Nun möchte man wissen, wie hoch diese Differenz ist, die man selber berappen müsste. Und ob das ausserkantonale Spital überhaupt teurer ist als im Heimkanton. Falls nicht, gäbe es ja keinen Aufpreis zu bezahlen.

Mit anderen Worten: Man muss den Referenztarif des Heimkantons kennen. Dumm nur, dass gewisse Kantone ihre Referenzpreise bewusst unter den effektiv angewandten Tarifen angesetzt haben. Sie wollen verhindern, dass sich die Prämienzahler ausserhalb ihres Kantons behandeln lassen. Derzeit laufen in Bundesbern Bemühungen, dieses Tun zu unterbinden.

Doch selbst bei korrekten Referenzpreisen ist das Problem nicht gelöst. Wer kennt schon den Referenztarif seines Kantons? Wo kann man ihn einsehen? Das Bundesamt für Gesundheit (BAG) verfügt nicht über eine entsprechende Übersicht.

Und selbst wenn ich die Referenztarife in Erfahrung bringe, nützt mir das bei Vertragsschluss wenig. Die Tarife ändern von Jahr zu Jahr.
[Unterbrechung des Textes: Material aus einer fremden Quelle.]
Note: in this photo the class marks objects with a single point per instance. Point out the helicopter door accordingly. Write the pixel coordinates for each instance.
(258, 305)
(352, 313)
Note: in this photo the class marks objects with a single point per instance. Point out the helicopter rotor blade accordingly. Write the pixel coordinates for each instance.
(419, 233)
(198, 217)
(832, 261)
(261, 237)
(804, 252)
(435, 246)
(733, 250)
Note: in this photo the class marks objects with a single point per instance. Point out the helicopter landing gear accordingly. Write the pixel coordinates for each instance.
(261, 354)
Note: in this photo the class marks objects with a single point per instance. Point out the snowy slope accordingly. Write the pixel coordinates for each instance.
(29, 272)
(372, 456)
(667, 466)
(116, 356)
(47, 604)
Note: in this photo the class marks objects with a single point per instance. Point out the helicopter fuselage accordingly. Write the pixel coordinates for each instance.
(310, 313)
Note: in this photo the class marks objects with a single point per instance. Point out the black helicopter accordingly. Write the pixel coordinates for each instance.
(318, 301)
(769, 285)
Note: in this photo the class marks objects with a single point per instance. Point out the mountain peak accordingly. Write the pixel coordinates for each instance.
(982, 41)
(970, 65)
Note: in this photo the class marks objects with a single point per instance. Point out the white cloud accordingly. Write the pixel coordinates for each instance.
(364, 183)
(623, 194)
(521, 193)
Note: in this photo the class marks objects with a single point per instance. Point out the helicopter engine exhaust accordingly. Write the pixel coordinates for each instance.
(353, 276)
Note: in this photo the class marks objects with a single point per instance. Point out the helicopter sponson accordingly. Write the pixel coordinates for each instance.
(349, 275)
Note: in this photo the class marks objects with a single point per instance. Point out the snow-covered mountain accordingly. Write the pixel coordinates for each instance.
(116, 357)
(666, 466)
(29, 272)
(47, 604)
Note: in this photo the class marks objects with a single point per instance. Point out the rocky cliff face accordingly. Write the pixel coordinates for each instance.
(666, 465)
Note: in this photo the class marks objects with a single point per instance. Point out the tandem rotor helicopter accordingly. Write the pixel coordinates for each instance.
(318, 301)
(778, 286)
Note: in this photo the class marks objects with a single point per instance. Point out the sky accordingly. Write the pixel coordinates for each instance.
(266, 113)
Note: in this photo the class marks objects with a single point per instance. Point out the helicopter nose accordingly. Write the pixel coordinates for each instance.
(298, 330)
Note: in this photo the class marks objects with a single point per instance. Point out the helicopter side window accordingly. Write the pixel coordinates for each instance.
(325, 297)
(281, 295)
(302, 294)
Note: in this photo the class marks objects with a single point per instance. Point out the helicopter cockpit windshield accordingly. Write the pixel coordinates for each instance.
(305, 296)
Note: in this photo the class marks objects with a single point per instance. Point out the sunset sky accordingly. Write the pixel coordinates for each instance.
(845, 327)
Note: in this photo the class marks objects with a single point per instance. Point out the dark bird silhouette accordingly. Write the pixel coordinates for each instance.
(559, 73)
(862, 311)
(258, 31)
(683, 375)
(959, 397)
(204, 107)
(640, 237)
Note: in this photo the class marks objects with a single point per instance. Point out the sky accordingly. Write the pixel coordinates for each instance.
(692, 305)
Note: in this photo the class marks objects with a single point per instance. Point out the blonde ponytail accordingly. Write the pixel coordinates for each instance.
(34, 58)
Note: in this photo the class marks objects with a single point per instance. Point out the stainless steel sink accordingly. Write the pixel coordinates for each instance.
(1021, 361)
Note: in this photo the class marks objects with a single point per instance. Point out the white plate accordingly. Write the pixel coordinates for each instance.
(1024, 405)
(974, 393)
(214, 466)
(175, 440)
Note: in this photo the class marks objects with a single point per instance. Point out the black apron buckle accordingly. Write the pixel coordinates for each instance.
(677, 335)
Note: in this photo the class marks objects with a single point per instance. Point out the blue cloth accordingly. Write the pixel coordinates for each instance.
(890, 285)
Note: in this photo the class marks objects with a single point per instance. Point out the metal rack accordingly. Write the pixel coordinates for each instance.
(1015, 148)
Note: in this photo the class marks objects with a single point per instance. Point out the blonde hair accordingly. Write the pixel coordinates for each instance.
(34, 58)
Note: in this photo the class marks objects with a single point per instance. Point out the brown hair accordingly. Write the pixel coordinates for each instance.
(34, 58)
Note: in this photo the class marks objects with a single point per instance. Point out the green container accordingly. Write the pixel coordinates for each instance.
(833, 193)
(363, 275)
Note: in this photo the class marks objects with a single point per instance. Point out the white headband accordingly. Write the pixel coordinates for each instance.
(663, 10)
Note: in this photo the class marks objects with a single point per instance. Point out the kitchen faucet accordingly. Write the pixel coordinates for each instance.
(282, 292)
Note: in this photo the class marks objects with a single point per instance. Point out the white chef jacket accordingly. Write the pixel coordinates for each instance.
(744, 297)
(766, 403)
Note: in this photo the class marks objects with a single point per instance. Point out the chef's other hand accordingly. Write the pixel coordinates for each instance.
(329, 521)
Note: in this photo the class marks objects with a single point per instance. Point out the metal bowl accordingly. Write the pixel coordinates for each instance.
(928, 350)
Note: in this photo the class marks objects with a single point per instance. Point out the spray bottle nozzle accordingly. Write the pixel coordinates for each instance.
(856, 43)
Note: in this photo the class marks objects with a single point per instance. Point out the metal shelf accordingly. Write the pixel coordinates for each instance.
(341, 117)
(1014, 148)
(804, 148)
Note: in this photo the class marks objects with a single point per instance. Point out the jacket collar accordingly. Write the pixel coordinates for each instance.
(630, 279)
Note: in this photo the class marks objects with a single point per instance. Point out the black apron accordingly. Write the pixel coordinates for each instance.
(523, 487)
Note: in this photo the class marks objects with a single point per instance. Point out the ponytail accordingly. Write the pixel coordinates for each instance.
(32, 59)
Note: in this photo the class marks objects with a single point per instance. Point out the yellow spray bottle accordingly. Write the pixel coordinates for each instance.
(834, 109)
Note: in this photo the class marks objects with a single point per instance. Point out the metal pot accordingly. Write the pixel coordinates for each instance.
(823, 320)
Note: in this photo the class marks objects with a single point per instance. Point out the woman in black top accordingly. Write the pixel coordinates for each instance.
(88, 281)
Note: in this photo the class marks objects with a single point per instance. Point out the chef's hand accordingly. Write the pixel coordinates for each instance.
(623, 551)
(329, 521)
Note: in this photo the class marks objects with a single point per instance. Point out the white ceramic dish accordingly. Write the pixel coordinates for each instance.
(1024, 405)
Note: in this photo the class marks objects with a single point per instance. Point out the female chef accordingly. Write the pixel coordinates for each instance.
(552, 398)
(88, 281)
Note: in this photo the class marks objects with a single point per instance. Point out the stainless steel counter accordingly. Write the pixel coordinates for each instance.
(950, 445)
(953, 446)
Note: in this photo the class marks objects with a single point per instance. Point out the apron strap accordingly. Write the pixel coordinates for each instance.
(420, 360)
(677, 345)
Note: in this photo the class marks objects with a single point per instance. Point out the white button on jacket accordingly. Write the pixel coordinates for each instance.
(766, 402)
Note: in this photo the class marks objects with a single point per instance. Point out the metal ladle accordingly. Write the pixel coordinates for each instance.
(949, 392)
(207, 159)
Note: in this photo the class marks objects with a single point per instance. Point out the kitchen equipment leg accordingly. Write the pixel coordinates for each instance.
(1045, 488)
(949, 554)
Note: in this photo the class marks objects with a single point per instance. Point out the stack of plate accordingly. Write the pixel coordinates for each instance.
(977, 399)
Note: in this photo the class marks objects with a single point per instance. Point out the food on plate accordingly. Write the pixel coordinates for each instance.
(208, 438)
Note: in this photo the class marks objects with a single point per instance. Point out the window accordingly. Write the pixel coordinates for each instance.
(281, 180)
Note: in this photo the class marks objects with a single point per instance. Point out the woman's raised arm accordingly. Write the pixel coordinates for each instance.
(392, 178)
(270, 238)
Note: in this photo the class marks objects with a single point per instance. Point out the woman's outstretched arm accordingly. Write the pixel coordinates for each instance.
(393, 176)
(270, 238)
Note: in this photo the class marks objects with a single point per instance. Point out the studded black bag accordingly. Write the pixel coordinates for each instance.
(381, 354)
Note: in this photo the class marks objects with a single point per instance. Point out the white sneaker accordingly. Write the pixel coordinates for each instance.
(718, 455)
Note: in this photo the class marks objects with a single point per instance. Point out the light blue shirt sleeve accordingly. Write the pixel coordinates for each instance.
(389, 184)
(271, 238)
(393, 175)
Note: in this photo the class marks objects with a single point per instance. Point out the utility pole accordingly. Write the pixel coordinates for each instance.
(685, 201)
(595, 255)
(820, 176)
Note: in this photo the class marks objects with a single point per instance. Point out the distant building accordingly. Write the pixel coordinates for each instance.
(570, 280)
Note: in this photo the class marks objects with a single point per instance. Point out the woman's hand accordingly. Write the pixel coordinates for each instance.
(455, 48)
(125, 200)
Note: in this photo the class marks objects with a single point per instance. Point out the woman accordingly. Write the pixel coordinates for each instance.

Die Krankenkassen, die diese unnötige Versicherung verkaufen, werden einwenden, dass diese Produkte noch andere Zusatzleistungen beinhalten: etwa einen Beitrag an Bade- und Erholungskuren, an Brillen und Kontaktlinsen oder eine bessere Deckung für Spitalaufenthalte im Ausland. All das ist «nice to have», keineswegs aber zwingend.

Wie wir gesehen haben, weiss man nicht, ob eine Behandlung im ausserkantonalen Spital von der Grundversicherung vollends gedeckt ist. Sicher ist sicher, scheinen sich ganz viele zu sagen, und versichern sich für die «Allgemeine Abteilung ganze Schweiz». Offenbar auch ganz viele, die in einem Universitätskanton wohnen. Schliesslich kostet die Versicherung nur ein paar Franken pro Monat.

Der Finanzchef einer Krankenkasse sagte mir einmal, die Zusatzversicherung «Allgemeine Abteilung ganze Schweiz» sei für die Krankenkasse trotz der tiefen Prämie ein gutes Geschäft: «Jeder hat sie, keiner braucht sie.»